Researchers conducted a large trial including nearly 16,000 women, belonging to different ages, many of whom were not at high risk of having a child with a chromosomal abnormality. Norton mentioned that the test provides an option for women to find out very early in pregnancy. The test can be done as early as 10 weeks into a pregnancy. The test looks for free-floating DNA (cfDNA) from the fetus and can find extra copies of chromosome 21, which causes Down’s syndrome. It also detects other genetic conditions like trisomy 13 and trisomy 18. Research team reported that the test detected all 38 cases of Down’s syndrome whereas the standard screening test found just 30 out of 38.
The test has a lower rate of false positives but not a zero rate.
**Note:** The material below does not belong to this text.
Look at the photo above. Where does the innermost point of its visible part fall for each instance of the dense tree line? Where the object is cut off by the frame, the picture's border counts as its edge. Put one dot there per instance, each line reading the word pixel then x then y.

Lyn Chitty of Great Ormond Street Hospital, a specialized children’s hospital in London, said “This study supports the need for invasive testing to confirm a positive cfDNA result: nine of the 47 results indicating a high risk of trisomy 21 were false positives.” Standard screening furnished 854 false positives.
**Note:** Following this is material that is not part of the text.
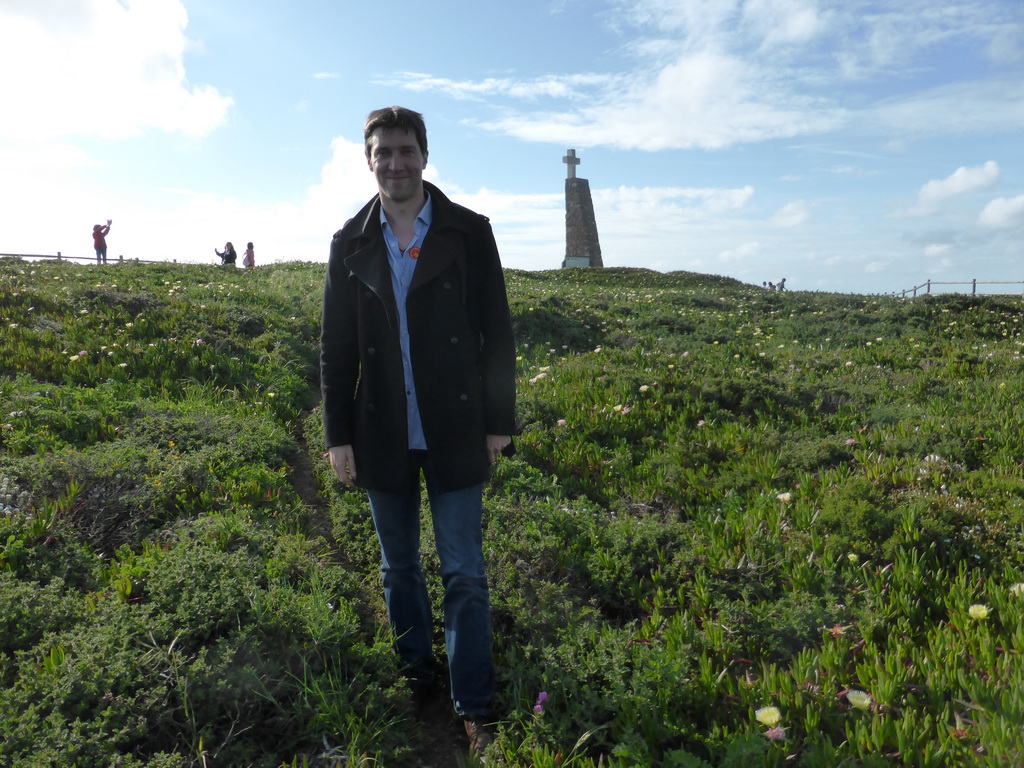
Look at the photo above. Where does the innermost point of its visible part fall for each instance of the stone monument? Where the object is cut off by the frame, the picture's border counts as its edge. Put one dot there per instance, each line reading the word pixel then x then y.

Norton highlighted that any prenatal test should be discussed thoroughly with a patient. She added “Providers need to be attuned to patients’ preferences and counsel them about the differences in prenatal screening and diagnostic testing options. Those women who do opt for cell-free DNA testing should be informed that it is highly accurate for Down syndrome, but it focuses on a small number of chromosomal abnormalities and does not provide the comprehensive assessment available with other approaches.”
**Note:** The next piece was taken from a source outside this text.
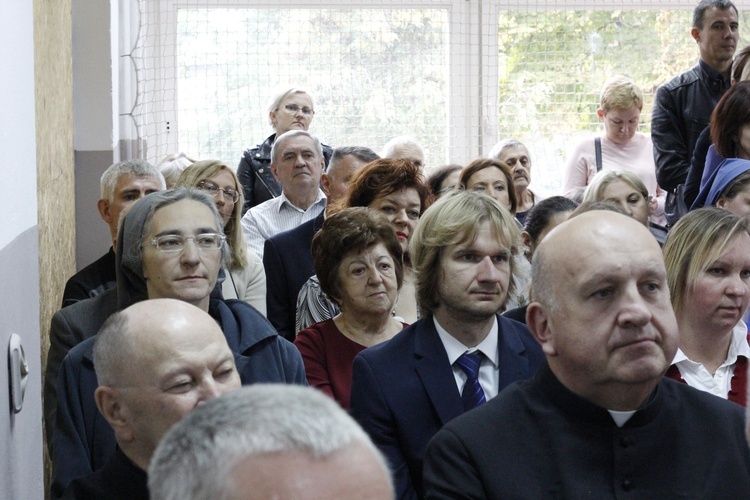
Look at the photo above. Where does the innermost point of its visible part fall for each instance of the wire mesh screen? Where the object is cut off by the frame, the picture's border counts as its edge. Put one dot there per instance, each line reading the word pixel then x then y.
pixel 455 75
Usually, Down syndrome is tested by looking for cells from the fetus and performing an ultrasound to detect structures associated with the syndrome. Amniocentesis is a very accurate test detecting a vast range of genetic problems but it is usually not done until 18 weeks gestation. In rare cases the test can also cause miscarriage. According to the recommendation of the American College of Obstetricians and Gynecologists, cell-free DNA tests should be offered to women over 35 but not to those who are at low risk of having a baby with Down’s syndrome or another chromosomal abnormality.